In his work as a publisher, he recalls the day he read these words of Blanchot’s as a turning point, and from that moment on, began to observe how, with each book published, his authors gradually became more and more dramatically indecipherable to themselves at the same time as they shadily became very visible and legible to the rest of the world, starting with him, their publisher, who saw in the drama of his authors one more consequence of the occupational hazards of his job, in this case, the hazards of publishing.
“Oh,” he said very cynically one day during a meeting with four of his best Spanish writers, “your problem has been getting published. You’ve been very foolish to do so. I don’t understand how you didn’t sense that publishing was going to make you all indecipherable to yourselves, and what’s more, would place you on the path of a writer’s fate, which in the best of cases always contains the strange seeds of a sinister adventure.”
Riba was hiding his own drama behind these cynical words. Leading a publisher’s life kept him from finding out who the person gradually hidden behind the brilliant catalog might have been.
Nietzky might be the perfect companion for the trip to Ireland, and could even be the brains of the expedition, as he always has original ideas, and despite his youth, is a real expert on the work of James Joyce. In Spain the Irish writer’s importance tends to be downplayed, and what’s more, it’s become grotesquely commonplace to brag about not having read
Ulysses
, and also to say it’s an incomprehensible and boring book. But Nietzky has been out of the country for ten years, and can’t exactly be considered a
Spanish
Joyce specialist anymore. Really, Nietzky can now only be seen as a young writer and citizen of New York, a man well versed in local Irish topics as filtered through the color of Lisbon tiles.
He thinks about Nietzky and ends up thinking of Celia. He wouldn’t like her to find him, once again, engrossed in front of the computer when she gets back from work at a quarter to three. He doesn’t switch it off, but stops looking at it and sits there trying to decide what to do, looking at the ceiling. Then he checks his watch and realizes that it doesn’t matter, as Celia will soon be home.
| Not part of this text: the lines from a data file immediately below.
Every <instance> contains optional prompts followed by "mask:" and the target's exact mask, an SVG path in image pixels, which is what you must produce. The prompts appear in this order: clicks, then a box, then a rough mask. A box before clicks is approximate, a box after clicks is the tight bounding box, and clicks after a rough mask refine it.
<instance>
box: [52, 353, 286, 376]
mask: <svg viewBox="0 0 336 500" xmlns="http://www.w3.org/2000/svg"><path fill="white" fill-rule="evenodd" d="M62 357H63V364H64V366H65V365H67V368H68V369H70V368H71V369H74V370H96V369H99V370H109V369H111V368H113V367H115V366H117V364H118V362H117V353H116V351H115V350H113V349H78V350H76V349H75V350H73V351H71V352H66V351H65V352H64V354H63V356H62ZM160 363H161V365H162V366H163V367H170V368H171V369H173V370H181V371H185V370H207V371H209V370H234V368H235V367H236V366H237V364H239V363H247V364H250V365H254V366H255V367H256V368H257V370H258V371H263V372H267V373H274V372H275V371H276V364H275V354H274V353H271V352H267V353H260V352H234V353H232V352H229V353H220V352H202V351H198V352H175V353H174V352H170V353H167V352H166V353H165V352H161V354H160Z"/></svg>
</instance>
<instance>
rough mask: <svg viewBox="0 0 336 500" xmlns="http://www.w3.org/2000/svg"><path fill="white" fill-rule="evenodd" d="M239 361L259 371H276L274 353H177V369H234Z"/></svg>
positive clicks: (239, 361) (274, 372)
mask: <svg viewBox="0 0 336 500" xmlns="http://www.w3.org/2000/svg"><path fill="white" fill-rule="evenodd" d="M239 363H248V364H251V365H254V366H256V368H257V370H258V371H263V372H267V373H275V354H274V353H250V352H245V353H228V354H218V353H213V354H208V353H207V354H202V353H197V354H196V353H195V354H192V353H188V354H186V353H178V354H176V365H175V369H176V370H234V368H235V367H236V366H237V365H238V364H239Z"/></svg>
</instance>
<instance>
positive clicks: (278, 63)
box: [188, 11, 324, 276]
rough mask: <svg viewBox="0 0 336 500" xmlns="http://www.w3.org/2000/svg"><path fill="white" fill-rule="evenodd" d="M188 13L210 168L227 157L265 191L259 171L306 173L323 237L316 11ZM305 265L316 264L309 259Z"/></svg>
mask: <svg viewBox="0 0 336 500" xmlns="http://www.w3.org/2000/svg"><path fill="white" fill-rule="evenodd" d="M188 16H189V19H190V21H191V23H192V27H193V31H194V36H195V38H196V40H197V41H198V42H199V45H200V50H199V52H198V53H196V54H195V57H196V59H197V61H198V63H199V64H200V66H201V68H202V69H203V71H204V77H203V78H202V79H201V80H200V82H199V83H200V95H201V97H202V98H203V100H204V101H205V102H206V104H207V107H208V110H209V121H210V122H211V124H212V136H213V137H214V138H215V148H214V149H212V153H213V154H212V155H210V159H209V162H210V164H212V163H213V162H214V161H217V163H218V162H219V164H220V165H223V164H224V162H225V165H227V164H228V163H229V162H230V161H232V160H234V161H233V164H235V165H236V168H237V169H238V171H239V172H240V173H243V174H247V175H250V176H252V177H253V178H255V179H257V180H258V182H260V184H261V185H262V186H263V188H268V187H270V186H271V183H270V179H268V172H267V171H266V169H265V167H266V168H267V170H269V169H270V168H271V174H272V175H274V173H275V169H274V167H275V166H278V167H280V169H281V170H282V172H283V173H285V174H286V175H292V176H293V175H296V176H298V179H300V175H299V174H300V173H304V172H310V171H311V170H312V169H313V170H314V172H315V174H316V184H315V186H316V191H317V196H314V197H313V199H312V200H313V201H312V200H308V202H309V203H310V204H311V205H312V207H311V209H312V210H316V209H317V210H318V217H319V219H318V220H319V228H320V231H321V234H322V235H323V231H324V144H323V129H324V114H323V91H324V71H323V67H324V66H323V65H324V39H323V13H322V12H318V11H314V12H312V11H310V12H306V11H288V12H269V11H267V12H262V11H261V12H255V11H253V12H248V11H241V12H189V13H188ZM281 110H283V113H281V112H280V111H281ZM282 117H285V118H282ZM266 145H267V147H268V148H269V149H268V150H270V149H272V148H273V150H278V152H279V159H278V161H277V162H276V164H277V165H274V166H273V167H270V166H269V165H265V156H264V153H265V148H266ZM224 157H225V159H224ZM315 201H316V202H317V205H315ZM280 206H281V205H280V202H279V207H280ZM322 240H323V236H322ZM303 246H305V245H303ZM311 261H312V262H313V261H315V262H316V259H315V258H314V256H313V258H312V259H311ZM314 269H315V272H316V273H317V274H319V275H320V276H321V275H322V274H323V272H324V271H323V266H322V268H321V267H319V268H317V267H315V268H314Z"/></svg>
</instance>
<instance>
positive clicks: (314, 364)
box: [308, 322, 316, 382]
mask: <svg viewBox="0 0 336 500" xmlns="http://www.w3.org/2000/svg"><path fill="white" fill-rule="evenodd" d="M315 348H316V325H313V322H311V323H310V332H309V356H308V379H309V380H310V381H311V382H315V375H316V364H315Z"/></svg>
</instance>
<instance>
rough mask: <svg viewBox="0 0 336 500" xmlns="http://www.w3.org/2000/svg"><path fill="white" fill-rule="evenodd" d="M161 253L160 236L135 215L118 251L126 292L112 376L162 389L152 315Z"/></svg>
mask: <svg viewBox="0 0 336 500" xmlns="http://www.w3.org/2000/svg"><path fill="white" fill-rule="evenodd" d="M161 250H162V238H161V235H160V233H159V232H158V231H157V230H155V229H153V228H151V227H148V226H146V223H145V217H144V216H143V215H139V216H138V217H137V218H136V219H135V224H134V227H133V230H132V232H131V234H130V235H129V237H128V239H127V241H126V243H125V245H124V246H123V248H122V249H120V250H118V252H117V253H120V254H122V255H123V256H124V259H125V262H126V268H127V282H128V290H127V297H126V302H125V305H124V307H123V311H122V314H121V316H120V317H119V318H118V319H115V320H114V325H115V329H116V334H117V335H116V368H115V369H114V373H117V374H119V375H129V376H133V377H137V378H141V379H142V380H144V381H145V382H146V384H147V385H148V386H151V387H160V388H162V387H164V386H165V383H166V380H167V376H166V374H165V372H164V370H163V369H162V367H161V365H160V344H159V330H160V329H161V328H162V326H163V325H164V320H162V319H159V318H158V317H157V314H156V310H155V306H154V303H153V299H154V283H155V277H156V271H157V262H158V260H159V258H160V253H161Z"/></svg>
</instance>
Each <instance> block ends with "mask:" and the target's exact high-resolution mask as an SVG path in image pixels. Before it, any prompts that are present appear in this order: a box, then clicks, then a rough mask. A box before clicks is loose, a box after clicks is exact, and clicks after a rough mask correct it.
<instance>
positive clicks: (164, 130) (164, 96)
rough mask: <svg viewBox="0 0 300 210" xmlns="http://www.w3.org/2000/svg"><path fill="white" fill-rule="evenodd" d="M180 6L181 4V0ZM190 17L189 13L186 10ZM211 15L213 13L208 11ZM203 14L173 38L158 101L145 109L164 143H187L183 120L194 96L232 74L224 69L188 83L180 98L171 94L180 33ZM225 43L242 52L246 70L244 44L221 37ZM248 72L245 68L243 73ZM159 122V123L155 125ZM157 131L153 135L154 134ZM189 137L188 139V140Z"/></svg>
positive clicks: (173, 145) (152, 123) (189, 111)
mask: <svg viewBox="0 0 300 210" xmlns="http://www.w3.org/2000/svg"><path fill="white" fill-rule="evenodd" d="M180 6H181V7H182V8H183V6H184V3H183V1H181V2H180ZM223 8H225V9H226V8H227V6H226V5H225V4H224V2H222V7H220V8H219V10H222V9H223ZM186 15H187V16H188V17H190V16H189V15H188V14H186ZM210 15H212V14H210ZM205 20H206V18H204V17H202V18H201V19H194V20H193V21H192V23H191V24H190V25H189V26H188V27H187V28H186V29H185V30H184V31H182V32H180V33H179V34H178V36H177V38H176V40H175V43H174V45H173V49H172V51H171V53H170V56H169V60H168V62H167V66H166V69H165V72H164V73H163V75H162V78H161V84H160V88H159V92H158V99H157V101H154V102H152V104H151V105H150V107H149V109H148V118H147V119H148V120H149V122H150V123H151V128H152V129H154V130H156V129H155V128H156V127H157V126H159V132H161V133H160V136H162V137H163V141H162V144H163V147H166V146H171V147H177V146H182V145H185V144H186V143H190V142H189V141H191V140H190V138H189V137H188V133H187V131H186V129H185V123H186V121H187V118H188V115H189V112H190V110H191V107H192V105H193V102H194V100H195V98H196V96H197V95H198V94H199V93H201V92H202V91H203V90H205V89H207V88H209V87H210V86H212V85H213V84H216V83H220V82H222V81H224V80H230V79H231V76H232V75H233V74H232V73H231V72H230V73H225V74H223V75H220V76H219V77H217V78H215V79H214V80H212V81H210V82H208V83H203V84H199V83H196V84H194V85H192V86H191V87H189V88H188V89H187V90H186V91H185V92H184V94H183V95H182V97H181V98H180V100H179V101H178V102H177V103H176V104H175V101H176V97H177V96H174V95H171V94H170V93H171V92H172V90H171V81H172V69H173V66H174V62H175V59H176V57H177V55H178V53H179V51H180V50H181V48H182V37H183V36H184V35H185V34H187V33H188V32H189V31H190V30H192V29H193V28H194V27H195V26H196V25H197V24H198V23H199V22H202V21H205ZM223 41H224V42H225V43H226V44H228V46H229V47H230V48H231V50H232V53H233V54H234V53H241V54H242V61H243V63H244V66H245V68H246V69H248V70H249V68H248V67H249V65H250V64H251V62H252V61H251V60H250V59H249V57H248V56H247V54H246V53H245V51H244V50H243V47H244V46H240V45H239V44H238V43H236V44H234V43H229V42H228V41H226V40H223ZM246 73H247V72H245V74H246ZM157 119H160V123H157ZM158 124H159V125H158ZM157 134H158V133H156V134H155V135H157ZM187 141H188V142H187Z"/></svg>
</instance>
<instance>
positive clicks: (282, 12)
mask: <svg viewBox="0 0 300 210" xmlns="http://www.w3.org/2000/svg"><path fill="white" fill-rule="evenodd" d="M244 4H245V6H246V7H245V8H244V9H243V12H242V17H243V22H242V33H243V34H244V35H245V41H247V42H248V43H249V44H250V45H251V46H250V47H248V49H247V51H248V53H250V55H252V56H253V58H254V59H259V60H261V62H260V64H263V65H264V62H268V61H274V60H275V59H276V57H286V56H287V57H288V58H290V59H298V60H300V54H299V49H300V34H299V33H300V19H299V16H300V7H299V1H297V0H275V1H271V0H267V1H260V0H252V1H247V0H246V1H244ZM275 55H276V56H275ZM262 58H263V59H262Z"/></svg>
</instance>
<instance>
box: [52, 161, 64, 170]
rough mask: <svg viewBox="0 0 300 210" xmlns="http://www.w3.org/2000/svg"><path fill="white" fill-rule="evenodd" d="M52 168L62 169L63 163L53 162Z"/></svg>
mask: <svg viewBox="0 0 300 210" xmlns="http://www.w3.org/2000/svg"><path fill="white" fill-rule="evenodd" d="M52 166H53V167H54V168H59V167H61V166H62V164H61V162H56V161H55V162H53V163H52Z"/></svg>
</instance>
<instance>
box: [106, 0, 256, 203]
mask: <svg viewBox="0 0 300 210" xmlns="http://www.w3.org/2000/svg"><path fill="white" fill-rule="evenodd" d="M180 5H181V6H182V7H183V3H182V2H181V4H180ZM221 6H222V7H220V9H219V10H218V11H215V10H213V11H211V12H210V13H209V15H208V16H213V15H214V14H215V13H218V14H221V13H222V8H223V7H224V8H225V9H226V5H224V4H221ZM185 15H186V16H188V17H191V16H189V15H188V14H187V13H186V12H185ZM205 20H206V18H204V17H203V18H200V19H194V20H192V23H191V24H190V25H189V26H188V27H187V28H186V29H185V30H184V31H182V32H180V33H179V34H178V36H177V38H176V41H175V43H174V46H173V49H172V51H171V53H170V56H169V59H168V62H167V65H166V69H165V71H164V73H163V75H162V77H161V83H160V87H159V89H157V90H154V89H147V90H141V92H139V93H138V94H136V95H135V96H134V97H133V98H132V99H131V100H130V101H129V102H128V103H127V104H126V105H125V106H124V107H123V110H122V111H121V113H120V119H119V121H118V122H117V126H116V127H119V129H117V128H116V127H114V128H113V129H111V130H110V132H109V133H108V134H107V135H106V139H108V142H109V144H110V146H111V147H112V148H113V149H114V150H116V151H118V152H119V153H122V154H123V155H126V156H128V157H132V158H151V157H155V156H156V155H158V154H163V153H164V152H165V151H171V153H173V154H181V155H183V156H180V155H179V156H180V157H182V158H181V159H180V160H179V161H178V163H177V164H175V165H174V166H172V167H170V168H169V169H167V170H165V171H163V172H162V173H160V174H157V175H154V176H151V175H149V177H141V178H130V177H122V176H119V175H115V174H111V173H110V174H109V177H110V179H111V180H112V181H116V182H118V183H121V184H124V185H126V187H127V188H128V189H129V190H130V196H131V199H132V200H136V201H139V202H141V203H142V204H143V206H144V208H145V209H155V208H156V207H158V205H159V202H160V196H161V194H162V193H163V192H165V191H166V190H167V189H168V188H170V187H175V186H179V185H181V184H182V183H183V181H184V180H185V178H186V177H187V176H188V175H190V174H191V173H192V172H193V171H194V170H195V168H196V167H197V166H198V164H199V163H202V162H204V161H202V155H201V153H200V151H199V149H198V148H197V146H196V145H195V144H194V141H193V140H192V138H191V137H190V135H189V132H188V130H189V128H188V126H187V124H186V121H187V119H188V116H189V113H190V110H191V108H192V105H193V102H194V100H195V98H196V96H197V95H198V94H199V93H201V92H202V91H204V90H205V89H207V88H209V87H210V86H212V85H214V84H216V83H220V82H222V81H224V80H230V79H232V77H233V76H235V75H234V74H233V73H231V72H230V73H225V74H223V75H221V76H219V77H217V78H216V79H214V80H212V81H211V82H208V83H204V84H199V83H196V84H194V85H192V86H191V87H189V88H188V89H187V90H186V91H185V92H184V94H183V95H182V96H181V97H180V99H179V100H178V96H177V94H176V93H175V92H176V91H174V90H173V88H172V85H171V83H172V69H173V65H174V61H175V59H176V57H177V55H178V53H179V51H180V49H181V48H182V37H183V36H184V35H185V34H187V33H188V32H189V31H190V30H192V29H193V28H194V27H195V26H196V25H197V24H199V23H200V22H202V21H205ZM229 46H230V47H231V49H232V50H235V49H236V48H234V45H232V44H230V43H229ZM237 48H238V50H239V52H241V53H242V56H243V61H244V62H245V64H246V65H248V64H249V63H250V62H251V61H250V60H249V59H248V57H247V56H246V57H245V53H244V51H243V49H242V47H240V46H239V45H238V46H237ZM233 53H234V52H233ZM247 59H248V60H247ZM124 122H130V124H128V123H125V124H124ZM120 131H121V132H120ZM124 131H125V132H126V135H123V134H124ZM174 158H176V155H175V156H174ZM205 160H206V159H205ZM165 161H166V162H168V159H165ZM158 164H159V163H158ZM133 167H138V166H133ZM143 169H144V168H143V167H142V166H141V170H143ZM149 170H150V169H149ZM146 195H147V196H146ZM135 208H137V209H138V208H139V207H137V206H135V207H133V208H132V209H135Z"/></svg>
He goes to look out the window and then to stare at a stain on the roof, in which he suddenly thinks he can see a map of his native country. He remembers, he remembers quite well the culture of his compatriots that became dangerously oppressive and familiar to him. He remembers his desperate leap to France, his by now so outdated
French
leap. Paris allowed him to flee from Franco’s eternal uncultured summer, and later on to meet writers such as Gracq, Philippe Sollers, and Julia Kristeva, or Romain Gary, one of the friendships he feels most proud of. It doesn’t escape his notice now that many of those who find
Ulysses
unbearable haven’t even bothered to get past the first page of a book they assume is leaden, complicated, foreign, lacking the “authentic and proverbial Spanish wit.” But he assumes that this first page of Joyce’s book, just the first page, is enough on its own to dazzle. It’s an apparently trivial page, which nevertheless presents a complete and extraordinary world. He knows it by heart in the now legendary version by that first translator of the book into Spanish, that translator as brilliant as he was strange, the great adventurer J. Salas Subirat, an Argentine autodidact who worked as an insurance broker and wrote a strange manual,
Life Insurance
, which Riba published as a curiosity, at the start of the ’90s.